Tuesday, May 22, 2007

Meanwhile, in Afghanistan...

Time once again to check in on the forgotten war-
Scores of heavily armed Afghan troops and fighters from special border police units – determined, professional and evidently spoiling for a fight – gathered around their senior officers for orders...

...Yet the enemy was not the Taleban, nor an infiltrating column of al-Qaeda fighters. Instead, in the remote border district of ’Ali Kheyl in eastern Afghanistan, Afghan security forces have found themselves pitted against an older and bigger enemy: Pakistan.

Clashes between the two neighbours – two of the West’s biggest allies in the War on Terror – began here last Sunday morning when Paki-stani forces fired on an Afghan post at Toorgawe, a strategic point on the border.

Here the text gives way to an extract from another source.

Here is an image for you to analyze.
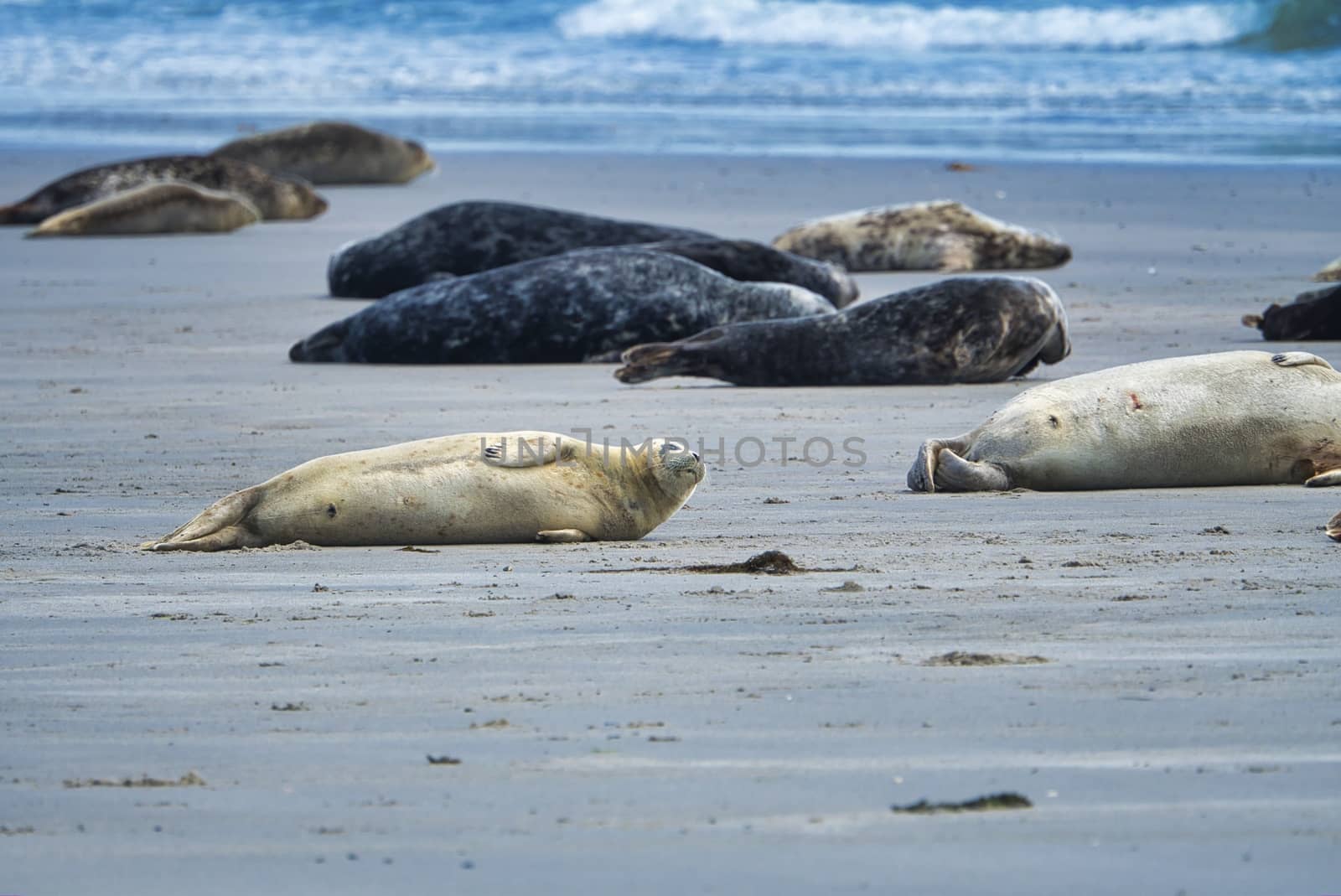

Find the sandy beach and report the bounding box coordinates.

The fighting is the most serious of its kind for years...

Much of the recent tension is due to a Pakistani security fence-
...Pakistan has recently started building a security fence in selected areas of the border, ostensibly to halt the flow of insurgents. This, in turn, has provoked more Afghan wrath.

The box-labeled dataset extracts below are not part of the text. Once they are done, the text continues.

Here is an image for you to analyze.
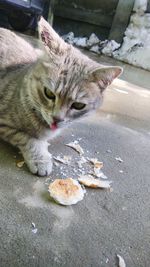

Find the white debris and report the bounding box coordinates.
[87,33,100,47]
[78,175,112,189]
[133,0,147,15]
[31,222,35,228]
[73,37,87,48]
[31,222,38,234]
[32,228,38,234]
[90,45,101,54]
[54,161,59,167]
[115,157,123,163]
[102,40,120,56]
[113,8,150,70]
[66,140,84,156]
[117,255,126,267]
[62,32,74,44]
[53,156,71,165]
[77,157,87,168]
[99,171,108,179]
[16,160,25,168]
[87,158,103,169]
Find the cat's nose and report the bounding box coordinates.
[53,116,64,123]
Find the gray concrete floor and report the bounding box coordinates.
[0,52,150,267]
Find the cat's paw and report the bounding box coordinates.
[20,139,53,176]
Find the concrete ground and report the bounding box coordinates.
[0,52,150,267]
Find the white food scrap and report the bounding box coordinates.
[88,158,103,169]
[115,157,123,162]
[66,141,84,156]
[77,157,87,168]
[117,255,126,267]
[78,175,112,189]
[53,156,71,165]
[32,228,38,234]
[49,178,85,205]
[16,160,25,168]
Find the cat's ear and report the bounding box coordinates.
[89,66,123,92]
[38,17,69,56]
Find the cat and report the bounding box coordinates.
[0,17,122,176]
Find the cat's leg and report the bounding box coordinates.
[0,126,52,176]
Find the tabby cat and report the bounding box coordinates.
[0,18,122,176]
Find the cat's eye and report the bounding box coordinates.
[44,87,56,101]
[71,102,86,110]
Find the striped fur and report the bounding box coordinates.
[0,18,121,176]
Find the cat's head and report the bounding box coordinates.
[30,18,122,131]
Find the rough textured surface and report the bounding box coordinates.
[0,53,150,267]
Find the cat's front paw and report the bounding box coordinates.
[21,140,53,176]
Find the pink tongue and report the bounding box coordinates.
[50,122,57,130]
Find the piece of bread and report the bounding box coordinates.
[49,178,85,205]
[78,175,111,189]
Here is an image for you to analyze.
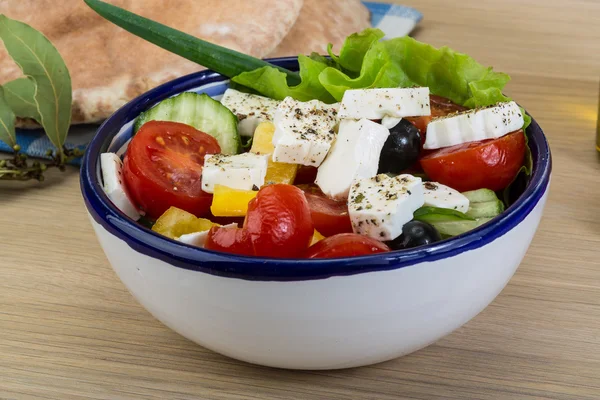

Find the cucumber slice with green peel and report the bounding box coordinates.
[134,92,241,154]
[430,218,492,236]
[414,189,504,238]
[462,189,498,203]
[466,199,504,218]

The Kabul Government does not recognise the border, drawn up by the British in 1893. Named the Durand line after Sir Mortimer Durand, then Foreign Secretary of the British Indian Government, the demarcation was intended to divide warlike Pashtun tribes antipathetic to British influence. Now Afghanistan sees the security fence as the de facto consolidation of a border dividing them from tribal areas in Pakistan that they claim as their own...

Another tribal war with U.S. troops caught in the middle. Did we end terrorism forever yet?